Creating an ArraySpec#

The ArraySpec model represents Zarr array metadata.

from pydantic_zarr.experimental.v2 import ArraySpec

# Create a simple array specification
array = ArraySpec(
    shape=(1000, 1000),
    dtype='uint8',
    chunks=(100, 100),
    attributes={'description': 'my array', 'units': 'meters'}
)

# Get the model as a JSON string
spec_json = array.model_dump_json(indent=2)
print(spec_json)
"""
{
  "zarr_format": 2,
  "attributes": {
    "description": "my array",
    "units": "meters"
  },
  "shape": [
    1000,
    1000
  ],
  "chunks": [
    100,
    100
  ],
  "dtype": "|u1",
  "fill_value": 0,
  "order": "C",
  "filters": null,
  "dimension_separator": "/",
  "compressor": null
}
"""
from pydantic_zarr.experimental.v3 import ArraySpec

# Create a simple array specification
array = ArraySpec(
    shape=(1000, 1000),
    data_type='uint8',
    chunk_grid={
        'name': 'regular',
        'configuration': {'chunk_shape': (100, 100)}
    },
    chunk_key_encoding={'name': 'default', 'configuration': {'separator': '/'}},
    codecs=[{'name': 'bytes'}],
    fill_value=0,
    attributes={'description': 'my array', 'units': 'meters'}
)

# Get the model as JSON string
spec_json = array.model_dump_json(indent=2)
print(spec_json)
"""
{
  "zarr_format": 3,
  "node_type": "array",
  "attributes": {
    "description": "my array",
    "units": "meters"
  },
  "shape": [
    1000,
    1000
  ],
  "data_type": "uint8",
  "chunk_grid": {
    "name": "regular",
    "configuration": {
      "chunk_shape": [
        100,
        100
      ]
    }
  },
  "chunk_key_encoding": {
    "name": "default",
    "configuration": {
      "separator": "/"
    }
  },
  "fill_value": 0,
  "codecs": [
    {
      "name": "bytes"
    }
  ],
  "storage_transformers": [],
  "dimension_names": null
}
"""

Creating a Group Specification#

The GroupSpec model represents a Zarr group that can contain arrays and other groups as members.

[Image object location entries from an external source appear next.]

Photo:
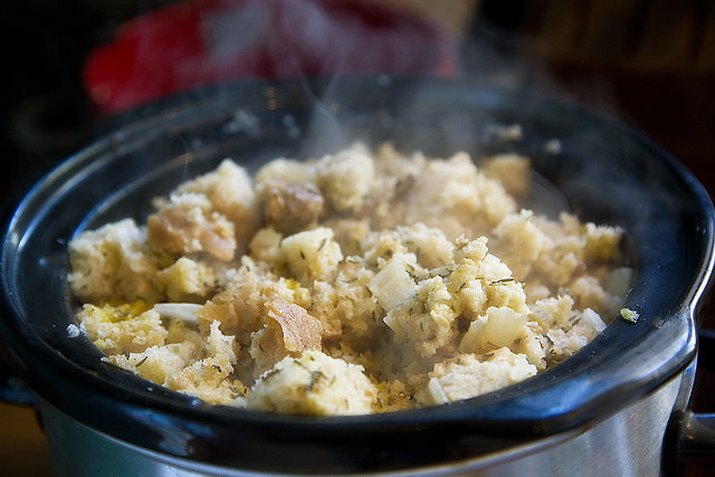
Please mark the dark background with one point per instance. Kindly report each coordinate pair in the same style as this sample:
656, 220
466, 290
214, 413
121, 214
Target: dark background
650, 63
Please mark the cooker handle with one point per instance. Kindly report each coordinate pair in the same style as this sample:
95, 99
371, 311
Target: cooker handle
13, 390
691, 434
698, 429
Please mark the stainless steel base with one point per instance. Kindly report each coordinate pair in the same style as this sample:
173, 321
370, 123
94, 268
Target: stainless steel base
628, 443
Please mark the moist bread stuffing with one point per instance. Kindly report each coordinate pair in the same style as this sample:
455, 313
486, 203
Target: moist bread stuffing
354, 283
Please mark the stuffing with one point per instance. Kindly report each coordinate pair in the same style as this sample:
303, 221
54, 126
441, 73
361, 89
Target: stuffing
187, 280
352, 283
113, 263
468, 375
313, 384
128, 328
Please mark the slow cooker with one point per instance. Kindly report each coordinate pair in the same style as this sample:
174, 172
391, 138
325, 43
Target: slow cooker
605, 411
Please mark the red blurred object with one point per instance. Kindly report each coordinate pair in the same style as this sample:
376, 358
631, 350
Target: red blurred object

from pydantic_zarr.experimental.v2 import ArraySpec, GroupSpec

# Create ArraySpec for group members
data_array = ArraySpec(
    shape=(1000, 1000),
    dtype='float32',
    chunks=(100, 100),
    attributes={'description': 'image data'}
)

metadata_array = ArraySpec(
    shape=(1000,),
    dtype='uint32',
    chunks=(100,),
    attributes={'description': 'pixel metadata'}
)

# Create a group containing these arrays
group = GroupSpec(
    attributes={
        'name': 'experiment_001',
        'date': '2024-11-23',
        'version': 1
    },
    members={
        'image': data_array,
        'metadata': metadata_array
    }
)
from pydantic_zarr.experimental.v3 import ArraySpec, GroupSpec

# Create ArraySpec for group members
data_array = ArraySpec(
    shape=(1000, 1000),
    data_type='float32',
    chunk_grid={
        'name': 'regular',
        'configuration': {'chunk_shape': (100, 100)}
    },
    chunk_key_encoding={'name': 'default', 'configuration': {'separator': '/'}},
    codecs=[{'name': 'bytes'}],
    fill_value=0,
    attributes={'description': 'image data'}
)

metadata_array = ArraySpec(
    shape=(1000,),
    data_type='uint32',
    chunk_grid={
        'name': 'regular',
        'configuration': {'chunk_shape': (100,)}
    },
    chunk_key_encoding={'name': 'default', 'configuration': {'separator': '/'}},
    codecs=[{'name': 'bytes'}],
    fill_value=0,
    attributes={'description': 'pixel metadata'}
)

# Create a GroupSpec containing these arrays
group = GroupSpec(
    attributes={
        'name': 'experiment_001',
        'date': '2024-11-23',
        'version': 1
    },
    members={
        'image': data_array,
        'metadata': metadata_array
    }
)

Nested Groups#

You can create hierarchical structures by nesting groups within groups.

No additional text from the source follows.